A surgeon might pick up some bits here and there, but would not be running the fluoro machine or shooting x-rays or running the CT scanner or MRI. They may pick up the basics of running an ultrasound, but narrowly focused on the sort of things that they do regularly, like breast biopsies, or prostate ultrasound for the urologists or obstetric stuff for the OB/GYNs. They wouldn’t be doing echocardiograms or the like, and if the settings on the machine got all messed up they probably wouldn’t be able to fix them or troubleshoot the machine.

I don’t know what title they go under here in CT. YOu’re probably right they’re called hygienists. But whatever the title, the person who cleans my teeth takes the X-rays.

Dental workers have very little x-ray training and they’re dealing with a very low dose of radiation. Their machines are fixed and can be learned to be used in minutes. A student radiographer will practice for hours and hours in taking the necessary images for, say, c-spine images alone. Then there are all of the other body parts and special procedures. It’s not uncommon at all for some students to do well academically and never get through training because of an inability to master the hands-on portion and vice versa.

I’m a Family Medicine doc, basically an old fashioned GP with two extra years of training beyond the internship year. I can run portable ultrasounds and have done so to check out fetal position during labor, or estimate bladder sizes when they’re distended. I can run a sigmoidoscope just fine, even though I just use an anoscope far more often these days. I can even operate a head mirror, using a ring light. I was trained to do my own gram stains, pull my own blood smears, spin my own crits, and check bleeding times by using clot tubes. I can even use a slit lamp to check out a corneal surface and check eye pressures.

But I don’t take x-rays, don’t operate ventilators , avoid doing angiograms or angioplasties like the plague, and leave the technical work to the folks trained to do it. And more and more, medicine is utilizing high tech which require specialists to operate the machinery. Good on 'em! We need a highly trained technical workforce for that, and let me think about what the test results really mean. I don’t have to be the one doing them. It made sense for a physician to have that technical knowhow when it was straightforward, slow to change or upgrade, and a standard part of practice.

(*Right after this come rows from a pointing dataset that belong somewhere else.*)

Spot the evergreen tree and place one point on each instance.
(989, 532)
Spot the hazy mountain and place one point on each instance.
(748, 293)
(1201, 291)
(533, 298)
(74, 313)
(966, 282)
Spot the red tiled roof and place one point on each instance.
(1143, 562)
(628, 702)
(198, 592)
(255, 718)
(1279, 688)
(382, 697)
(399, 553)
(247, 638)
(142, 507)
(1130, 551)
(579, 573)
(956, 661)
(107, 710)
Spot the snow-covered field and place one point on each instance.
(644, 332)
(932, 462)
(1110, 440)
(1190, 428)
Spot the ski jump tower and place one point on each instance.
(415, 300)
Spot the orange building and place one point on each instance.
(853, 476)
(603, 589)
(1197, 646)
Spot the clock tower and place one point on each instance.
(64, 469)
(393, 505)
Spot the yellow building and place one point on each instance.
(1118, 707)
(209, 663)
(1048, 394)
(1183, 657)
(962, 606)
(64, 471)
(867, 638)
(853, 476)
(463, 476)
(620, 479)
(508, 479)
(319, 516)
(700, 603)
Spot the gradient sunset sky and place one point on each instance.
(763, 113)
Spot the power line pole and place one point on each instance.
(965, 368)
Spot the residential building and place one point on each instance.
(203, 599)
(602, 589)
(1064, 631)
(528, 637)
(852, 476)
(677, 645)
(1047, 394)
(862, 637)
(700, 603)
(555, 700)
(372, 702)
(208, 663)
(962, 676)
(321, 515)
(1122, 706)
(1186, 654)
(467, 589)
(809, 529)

A lot of these aren’t terribly hard to run, but you use a trained technician because you want a clear image, and you can only do so much post-measurement to clean up the image (garbage in, garbage out). Additionally, when it comes to interpretation, radiologists or specially trained technicians will do the analysis and interpretation of the images - is this area of dense tissue a concern or not? Often the person doing the measurement and the person interpreting are different, not because there is necessarily some disconnect, but because it is more efficient and beneficial to specialize.

My mother could also do general surgery. But I don’t remember ever seeing a slit lamp. I don’t know what she would have done: I suspect she would have treated symptomatically? What does the slit lamp tell you that you should know?

IME. Medical staff are limited to performing tests and operating equipment that they’ve been trained and certified on. Doctors and surgeons train to read and interpret x-rays. Techs train to make x-rays. Both will receive training to know what safe levels of radiation are so the doctor won’t ask for something that’s potentially harmful to the patient.

I’m licensed for general surgery too, but have pretty much restricted myself to lump and bump surgery, skin biopsies, incising and draining abscesses and thromboses, repairing lacerations, and the occasional brain transplant.

Slit lamps can do a LOT, give good views of the retina, the iris, the anterior and posterior chamber. But in my hands it is reduced to a really, really good magnifying glass to see the cornea and look for foreign bodies. Though usually I can do that just fine with a magnifying glass and some fluorescein. It’s a fancier tool than I need. And one generally only found in hospitals or eye doctor clinics.